• Castellano
  • Valencià
  • Directory

University of Valencia logo Logo General Foundation Logo del portal

1. Record of Incidents

 

The users of the FGUV information system who becomes aware of an incident is responsible for communicating the incident to the FGUV security officer (Contact telephone number: 96 353 10 64).

An incidence is any event that, at the discretion of the user, could put the information at risk. The blocking of the account, the loss of information and the loss of the password will be considered as incident.

Without prejudice to your subsequent register, security incidents will be immediately notified to the person responsible for security through the e-mail address protdades@fguv.es

The knowledge and no notification of an incident by the user of an information system is considered like a foul against security of the files on the part of the user.

2. Access passwords

 

The user of the information system must keep to their codes of the system secret, and must inform the Security Manager when the system has been damaged.

Access passwords of the system are personal end non-tranferable, and the user is the only responsible of the consequences must that may result for misuse, disclosure or loss.

3. Control of posts

 

The workstations will be under the responsibility of the authorized user who will ensure that information they display cannot be seen by unauthorized persons.

The user must close or block the session at the end of the working day.

Screens, printers or other devices connected to the workstation must be physically located in places that guarantee confidentiality.

4. Clean tables and printers policy

 

When living the workplaces (breaks, lunch break or end of working day), the user will leave completely free of documentation, using for this purpose drawers, file cabinets, cabinets, etc.

The user must ensure that there are not documents printer tray containing proprietary data. If the printers are shared with other unauthorized users to access the data in the file, those responsible for each workstation must remove the documents as they are printed.

5. Custody of keys and locking of doors and cabinets

 

The user of the information systems of the FGUV must keep correctly guarded the access keys to the offices, bucks, lockers, as well as any other element that contains unauthorized files with personal data, which must be closed when the user is temporally absent from this location, in order to avoid unauthorized access.

 6. Public service

 

The user information systems that attend directly to the public, may not have any information of another client/ user.

7. Storage of information

 

The user of information systems of FGUV must store all files containing personal data information in the folder server indicated by the system administrators, in order to facilitate backup files and protect access to unauthorized persons.

With regard to non-automated files, storage will be carried out in places that allow them to be closed with a key or mechanisms that prevent them to being opened, specially at the end of working days.

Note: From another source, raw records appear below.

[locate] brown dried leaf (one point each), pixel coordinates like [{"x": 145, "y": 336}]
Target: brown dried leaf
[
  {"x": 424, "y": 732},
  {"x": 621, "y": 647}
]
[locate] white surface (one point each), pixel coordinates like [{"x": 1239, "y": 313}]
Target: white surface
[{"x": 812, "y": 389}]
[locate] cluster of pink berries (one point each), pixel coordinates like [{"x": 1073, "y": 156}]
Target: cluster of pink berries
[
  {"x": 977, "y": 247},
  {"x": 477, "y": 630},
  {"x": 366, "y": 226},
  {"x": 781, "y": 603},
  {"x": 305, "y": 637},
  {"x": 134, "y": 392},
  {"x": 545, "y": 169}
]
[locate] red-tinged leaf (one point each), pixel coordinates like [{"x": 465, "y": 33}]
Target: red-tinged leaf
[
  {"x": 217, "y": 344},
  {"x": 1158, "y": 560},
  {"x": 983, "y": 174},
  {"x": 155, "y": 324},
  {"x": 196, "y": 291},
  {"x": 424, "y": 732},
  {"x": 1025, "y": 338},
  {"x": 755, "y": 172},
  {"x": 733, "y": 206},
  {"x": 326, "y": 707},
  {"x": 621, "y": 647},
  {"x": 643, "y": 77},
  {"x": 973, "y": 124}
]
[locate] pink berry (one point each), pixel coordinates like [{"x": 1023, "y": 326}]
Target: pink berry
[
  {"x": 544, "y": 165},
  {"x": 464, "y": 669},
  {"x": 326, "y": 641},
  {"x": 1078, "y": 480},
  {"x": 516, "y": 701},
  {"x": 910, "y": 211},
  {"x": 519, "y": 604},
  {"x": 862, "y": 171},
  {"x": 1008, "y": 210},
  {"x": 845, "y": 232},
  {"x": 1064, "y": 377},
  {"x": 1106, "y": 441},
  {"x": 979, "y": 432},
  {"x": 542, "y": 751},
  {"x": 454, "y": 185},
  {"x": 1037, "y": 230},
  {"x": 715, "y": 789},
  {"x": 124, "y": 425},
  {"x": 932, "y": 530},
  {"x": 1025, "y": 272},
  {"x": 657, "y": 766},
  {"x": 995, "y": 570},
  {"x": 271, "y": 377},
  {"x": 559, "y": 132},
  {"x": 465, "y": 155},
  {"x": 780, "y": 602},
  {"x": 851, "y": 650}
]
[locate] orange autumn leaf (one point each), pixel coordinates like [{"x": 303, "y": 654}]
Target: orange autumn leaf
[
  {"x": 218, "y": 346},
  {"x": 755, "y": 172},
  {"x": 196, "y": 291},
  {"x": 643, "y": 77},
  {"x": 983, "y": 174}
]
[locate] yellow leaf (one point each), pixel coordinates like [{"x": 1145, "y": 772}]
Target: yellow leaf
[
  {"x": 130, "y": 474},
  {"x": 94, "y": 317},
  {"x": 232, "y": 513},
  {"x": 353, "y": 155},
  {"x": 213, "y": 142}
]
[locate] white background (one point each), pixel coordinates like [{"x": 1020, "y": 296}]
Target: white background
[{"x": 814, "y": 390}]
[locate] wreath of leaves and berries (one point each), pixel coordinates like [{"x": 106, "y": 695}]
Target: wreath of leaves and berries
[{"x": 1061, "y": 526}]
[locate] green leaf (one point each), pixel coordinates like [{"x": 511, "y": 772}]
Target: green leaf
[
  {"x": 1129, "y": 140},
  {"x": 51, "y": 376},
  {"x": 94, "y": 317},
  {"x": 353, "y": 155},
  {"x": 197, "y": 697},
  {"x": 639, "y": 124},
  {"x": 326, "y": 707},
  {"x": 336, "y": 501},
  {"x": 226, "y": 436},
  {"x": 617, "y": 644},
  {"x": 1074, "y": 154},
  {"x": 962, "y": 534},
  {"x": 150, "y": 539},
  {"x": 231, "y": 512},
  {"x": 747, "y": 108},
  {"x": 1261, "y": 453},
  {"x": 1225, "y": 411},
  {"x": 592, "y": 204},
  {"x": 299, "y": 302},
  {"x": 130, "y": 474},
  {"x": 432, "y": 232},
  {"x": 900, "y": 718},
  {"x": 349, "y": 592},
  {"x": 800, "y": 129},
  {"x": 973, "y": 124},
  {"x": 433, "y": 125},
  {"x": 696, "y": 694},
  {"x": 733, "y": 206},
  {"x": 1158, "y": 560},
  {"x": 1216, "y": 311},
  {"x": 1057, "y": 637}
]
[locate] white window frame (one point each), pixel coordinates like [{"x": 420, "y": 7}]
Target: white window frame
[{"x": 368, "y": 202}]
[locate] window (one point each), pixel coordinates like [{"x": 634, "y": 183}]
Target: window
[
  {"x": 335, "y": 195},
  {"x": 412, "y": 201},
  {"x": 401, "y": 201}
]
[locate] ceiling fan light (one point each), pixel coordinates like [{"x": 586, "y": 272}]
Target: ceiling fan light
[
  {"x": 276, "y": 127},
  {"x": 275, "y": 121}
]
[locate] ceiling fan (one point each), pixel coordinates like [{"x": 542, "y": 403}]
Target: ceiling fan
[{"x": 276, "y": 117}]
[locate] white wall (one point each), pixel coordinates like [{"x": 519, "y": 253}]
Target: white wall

8. Creation of flies and temporally files

 

The user of information systems of FGUV is not authorized to create new files apart from the existent ones.  When, in development of its functions, need the creation of a new files that contains data of a new file containing personal data, it must first inform the person in charge of security in order to authorise the creation and establish the rules applicable of its implementation.

Temporary files must be deleted once they are no longer necessary for the purposes for which they were created and, while they are in force, they must be stored in the folder set up for this purpose by the system administrators.

If, after one month, the user detects the need to continue using the information stored in the file, he or she must inform the person in charge of security.   

If such temporary copies need to be made, the Data Security Officer must be informed in advance in order to authorise the creation and establish the rules applicable to its implementation.                 

Temporary files must be deleted once they are no longer necessary for the purposes for which they were created and, while they are in force, they must be stored in the folder set up for this purpose by the system administrators.  If, after one month, the user detects the need to continue using the information stored in the file, he or she must inform the Security Officer.

 9. Destruction and reuse of media

 

The user of the information systems of the FGUV must destroy the files containing personal data, as long as it is not necessary to keep them, once the task for which they were created has been completed.

The user will use the shredder to destroy lists and other inaccurate or obsolete documentation.

The user may not reuse paper containing personal data (AEAT models, lists, etc.).

10. Output of supports and transfer of documentation

 

The user of the information systems of the FGUV may not copy or extract from the offices, the information contained in the information system in which personal data are stored to any medium (laptop, USB or external disks, or lists on paper), without the express authorization of the Head of Security, who must note it in the security document. 

The transfer of any list or analogous document with personal data outside the premises of the FGUV is prohibited. In those exceptional cases in which the transfer of documentation is necessary, measures shall be taken to prevent the theft, loss or improper access to the information during transport.

11. Access to systems

 

When the access to the systems is done through communication networks, it will be done through the vpn.uv.es server and FGUV servers.